What are some of the challenges you have faced as an entrepreneur, and how did you overcome them?
Prathaa is a passion project, so maintaining balanced emotions while taking a few commercial decisions to ensure that we adhere to the core vision of Prathaa has been a challenge. Especially while continuing to remain a conscious fashion brand.
Staying a slow fashion brand and being commercially viable has been a huge challenge.
We ensure that the weavers and artisans are given fair wages for the effort that goes into each handloom and handcrafted product. We do not compromise on the quality and hence cannot compromise on the prices too. Every time we think we have overcome this challenge, we are faced with a new challenge which we take as a learning and a new discovery.
Tell us about your top three successful moments with Prathaa?
My moments revolve around very emotional factors. My return on investments is when I see something successful around my weavers or artisans, or some mindset-change in customers who are tough to break.
The first successful moment, however small it may sound, was on the launch day of Prathaa.
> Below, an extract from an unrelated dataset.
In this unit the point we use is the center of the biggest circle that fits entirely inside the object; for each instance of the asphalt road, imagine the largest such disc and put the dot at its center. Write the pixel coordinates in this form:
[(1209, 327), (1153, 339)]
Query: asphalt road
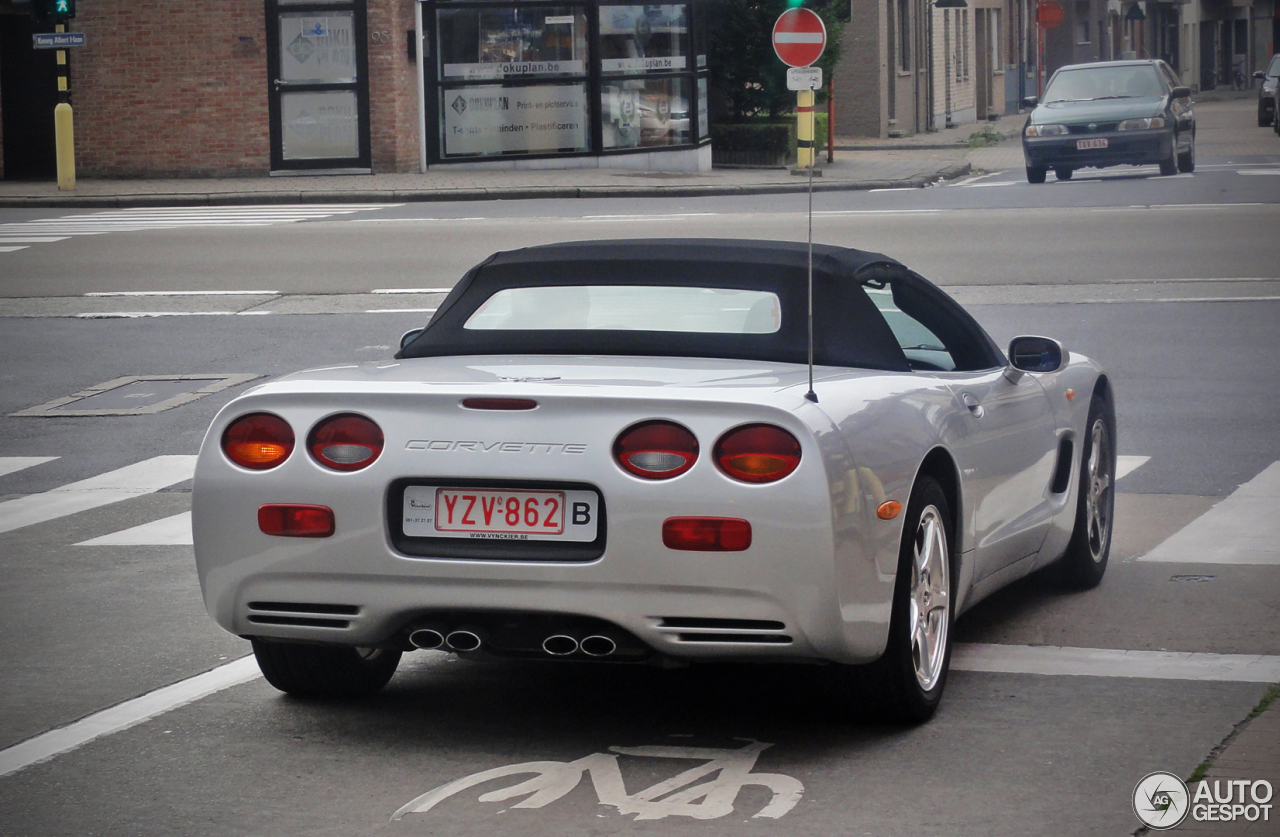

We had a small home premier and the satisfaction when I counted the first Rs. 25,000 in cash that belonged to Prathaa, was amazing. This incident always helps me stay grounded while feeling good about how we have learned and grown every day in the last five years.
My next memorable moment is from the time of the pandemic. We all faced our own sets of challenges and sustaining in these difficult times was not easy. When some of my customers approached me to help the weaver community, I was pleased with the gesture. They offered monetary help but, to my surprise, my weavers refused the donations, as they wanted to work for it. This is my successful moment, inspiration, and my ROI! It is the faith that the weavers had in me and Prathaa that they refused the easy money coming their way. They were confident about getting work by staying with us.
Another memorable moment is from a very recent event, when I didn’t have any time to sit down because of the flow of customers. On the second day, I took a forced lunch break of 15 mins in the entire 10 hours.
By midday, my back had given in, and I was in a terrible state. I had my staff and customers helping me with the stock too. At the end of the day, when I was home, I received a message from one of the customers whom I didn't know. She was a doctor and observed my state during the day and sent me a prescription with details of what I should be doing to treat my back. I was amazed by the love and care from someone I didn't even know. They were customers and went out of their way to do this. This is the kind of community I aim to build.
What are your future goals with Prathaa?
A Y-O-Y 5 percent increase in our weavers and artisans’ community and clusters along with a gradual increase in the conscious fashion consumer community, without deviating from our quality, fair wages, and other core commitments.